Economy

Montenegro’s food import surge meets a nearly flat agricultural budget

Montenegro is heading into 2026 with a widening structural mismatch between what the country consumes and what it produces. The problem is becoming more entrenched: food imports are rising, while state support for domestic agriculture is effectively flat at a time when production pressures are intensifying.

Import dependence keeps widening

Latest data show that food imports reached €842 million in 2025, an increase of 9%—about €70 million more than in 2024. On a daily basis, the figure amounts to roughly €2.3 million of imported food, or close to €4 per capita per day, illustrating how deeply external supply chains are embedded in everyday consumption.

Budget support rises marginally, but real terms fall

Against that backdrop, Montenegro’s agricultural budget for 2026 has been set at €77.32 million. That is only a 0.3% increase versus the previous year and, given inflation of around 3.1%, amounts to a decline in real terms. In practice, agricultural support remains broadly stagnant as the gap between local output and consumption fails to narrow.

Funding gap versus European benchmarks

The scale of underinvestment becomes clearer when compared with European norms. Agriculture represents about 2% of Montenegro’s state budget, versus an average of around 5% across the European Union. The difference points to a persistent financing gap that can constrain competitiveness and modernization.

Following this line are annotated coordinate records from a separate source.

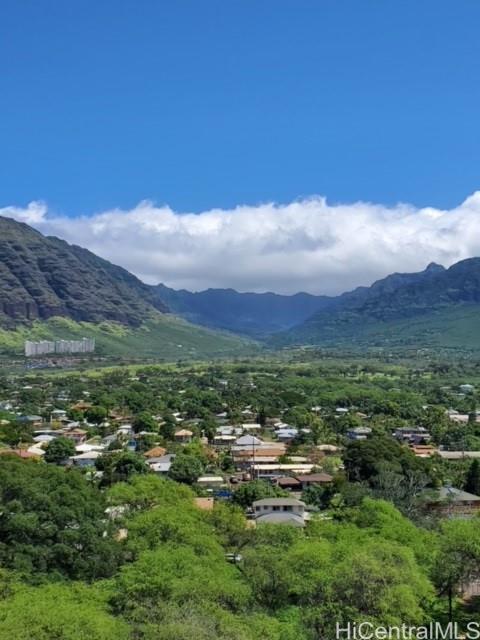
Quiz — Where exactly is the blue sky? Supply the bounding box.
[0,0,480,216]
[0,0,480,293]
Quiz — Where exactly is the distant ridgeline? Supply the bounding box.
[25,338,95,358]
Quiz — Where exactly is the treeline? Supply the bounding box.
[0,456,480,640]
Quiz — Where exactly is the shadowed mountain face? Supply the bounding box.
[155,284,331,338]
[274,258,480,346]
[0,217,167,327]
[0,217,480,346]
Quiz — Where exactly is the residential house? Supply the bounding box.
[426,487,480,518]
[251,462,314,480]
[393,427,431,444]
[197,476,225,491]
[64,428,87,444]
[143,447,167,458]
[297,473,333,491]
[347,427,372,440]
[146,453,175,476]
[69,451,103,468]
[253,498,305,527]
[174,429,193,444]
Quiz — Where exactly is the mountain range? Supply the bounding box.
[0,217,480,353]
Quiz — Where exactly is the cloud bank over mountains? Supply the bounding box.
[0,191,480,294]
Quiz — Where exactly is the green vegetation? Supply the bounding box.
[0,314,258,360]
[0,353,480,640]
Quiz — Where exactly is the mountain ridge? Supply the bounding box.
[0,217,168,327]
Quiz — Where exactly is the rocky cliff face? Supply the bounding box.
[0,217,168,327]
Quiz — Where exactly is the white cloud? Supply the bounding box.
[0,191,480,294]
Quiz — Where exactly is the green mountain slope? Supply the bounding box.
[0,217,256,359]
[0,314,258,360]
[0,217,167,327]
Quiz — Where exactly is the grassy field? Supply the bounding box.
[0,315,259,360]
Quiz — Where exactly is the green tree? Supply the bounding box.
[95,451,149,486]
[0,584,131,640]
[44,437,75,464]
[168,453,204,484]
[233,480,288,509]
[465,460,480,496]
[85,405,108,425]
[132,411,158,433]
[0,455,120,579]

Subsidy structure holds steady even as volumes fall

Within the budget itself, most subsidy levels remain unchanged across major segments including milk production, livestock, crop cultivation, and rural support. However, total allocations for several programs are declining because reduced production volumes are expected to shrink the basis for payments.

For example, support for milk production is being cut in aggregate terms, reflecting an expected ~7% drop in purchase volumes. Processing-related incentives are also projected to fall by around 14%. The overall effect is that nominal policy support does not appear to stabilize output; instead, current budget settings look positioned to accommodate contraction.

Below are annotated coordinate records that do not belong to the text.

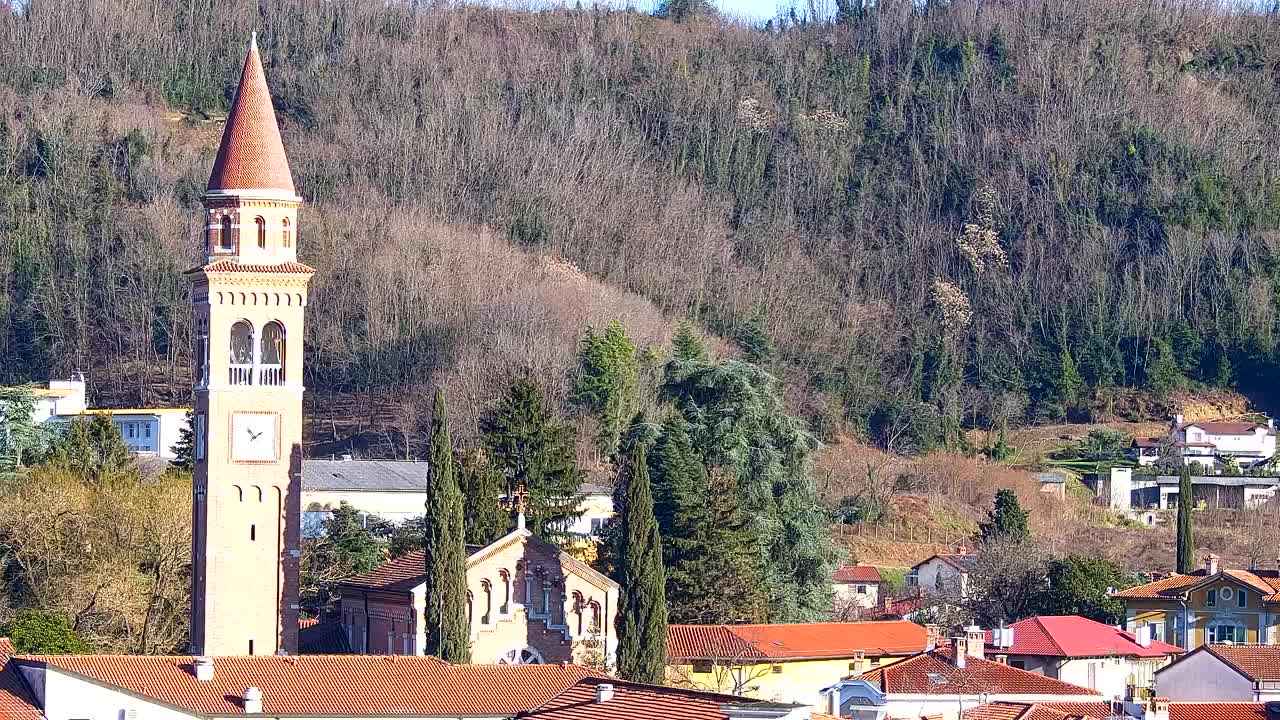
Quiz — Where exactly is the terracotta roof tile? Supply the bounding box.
[209,35,293,193]
[855,650,1101,696]
[1169,702,1267,720]
[15,655,603,715]
[517,678,760,720]
[184,260,316,275]
[832,565,881,583]
[987,615,1183,657]
[1204,644,1280,680]
[667,620,927,660]
[964,702,1110,720]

More reliance on external financing

The financing mix is also shifting. A growing share of agricultural funding is linked to external sources, including EU-backed programs such as IPARD and multilateral loans. While this brings Montenegro closer to EU funding mechanisms, it also signals limited fiscal capacity to independently scale agricultural investment.

Macroeconomic spillovers from food imports

The implications extend beyond farms and rural development. Food import dependence has become a macroeconomic issue affecting trade balance, inflation dynamics, and economic resilience. Broader estimates suggest that food imports exceed exports by a multiple of up to 12 times—reflecting an inability to convert domestic demand—particularly from tourism—into local supply chains.

This creates a structural leakage effect: income generated through tourism and related services increasingly flows outward through imports rather than circulating within domestic production. Hotels, restaurants and retail chains continue to rely heavily on foreign suppliers due to inconsistent local volumes, fragmented production and limited processing capacity.

Farmer dissatisfaction grows as profitability weakens

Farmers’ concerns are also mounting. Protests and sector feedback point to insufficient institutional support, lack of fuel excise refunds and declining profitability—factors associated with reduced production levels.

Targeted tweaks won’t change the overall direction

The 2026 agri-budget includes some targeted increases—for young farmers and fisheries among them—but these adjustments remain small within an otherwise flat framework. The broader goal of reducing import dependence through stronger domestic production remains largely unaddressed financially.

Taken together, the data describe structural inertia: demand for food continues to rise alongside tourism-driven consumption, while domestic capacity struggles to keep pace and policy support does not accelerate the needed shift toward local value creation. Whether Montenegro can rebalance its food economy will increasingly depend on its ability to fund modernization and expand output without relying so heavily on external supply when conditions tighten.